UNSOLVED Capture failure since 1.3.5
- FOG Version: 1.4.0 RC-9.3
- OS: Ubuntu Mate 16.04 x64
- Service Version: N/A
- OS: N/A
During image capture, partclone suddenly exits with error code 141 despite the server having more than enough free space left on the images/dev partition. It always seems to exit in the same place as well.
Attempting to do a debug capture does the same thing, but doesn’t return control to the console, so I can’t grab the debugging log.
Server summary screen after capture failure:
Task management screen after capture failure:
Could this be an IO error beyond 2 GB ?
That used to happen on older 32-bits systems, and is still something to care about with minGW.
I would not expect that from Ubuntu x64, but that conclusion may depend on the compiler used.
@code7 No, nothing changed in regards to requirements of RAM.
OK, some info:
Apparently the “uncompressed” options don’t work. Even if the compression level is set to zero. I get the 141 error. Also the “uncompressed” options cause it to fail at ~2GB whereas the normal options cause a failure at ~4GB. Shouldn’t “uncompressed” mean write directly to the storage node, not a memory buffer? (That seems odd not to flush it though. Not every system has a RAM size that will match the size of the partition.)
Setting the image to use a “split” type allows it to complete the imaging process. Which means there is an issue with the RAM usage. Although, prior to 1.3.5 this worked without issue on these machines, did something change to require more RAM?

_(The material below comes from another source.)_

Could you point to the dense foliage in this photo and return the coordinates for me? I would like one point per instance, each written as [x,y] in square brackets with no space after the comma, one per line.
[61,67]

If I had to guess, the partition which hosts the images is too small.
Given that it exits at the same spot (aka same size)
You say the disk is large enough, but one quick look at your storage summary and the scheduled task would indicate that that is not necessarily the case.
Of course if this is going to a different storage node (doesn’t seem to be the case judging by task overview) then that’s a different matter. Can we get an overview of that then?
EDIT: Derp, confused free with used
Anyway, error 141 is a SIGPIPE error, meaning that the program that was piping info to the next one encountered an issue. Which in this case is likely partclone to gzip ?
I’d have to agree with Tom then, given they fail at different spots, but consistently so, it seems that the RAM on the clients get full.
Pic of error:
@Tom Elliott The image is configured to Compression level 6, Multipartition image Single Disk (Not Resizeable), Everything, Using partclone gzip.
@george1421 The desktop machine ran a successful smart extended check without error. I’ll try and take a picture of the logging output from the machine. (In a debug capture it won’t reboot, or return the shell so capturing it should be easy.)
How is the image configured? Is it failing at ~2gb because you have only 2 GB ram on that machine? Same for the ~4gb machine?
While zstd supports 22 compression it requires a lot of memory so if you have compression above 19 you may run into issues.
@code7 If you watch partclone it will throw the error and print text on the screen telling what exactly is wrong. It should be more than just the error code. If you are a quick read you can catch what it is saying. If not you can setup your mobile phone to capture the deployment and then once the error occurs stop the video and review the “tape” to see the exact error. I searched for error 141 and not much came back.
Unlikely, considering I tried it with two different machines. (A desktop and a laptop.) Both failed around the same spot. (~2GB for the laptop, and ~4GB on the desktop.) But I’ll run a smartctl check and report back.
@Tom-Elliott So far, every time we’ve seen this the physical media on the target computer has been at fault. I’m not saying that this time its not, just the odds are in our favor that this isn’t a FOG issue its a hardware issue on the target computer.
If it’s failing in the same spot Everytime is it possible there is a problem with the disk?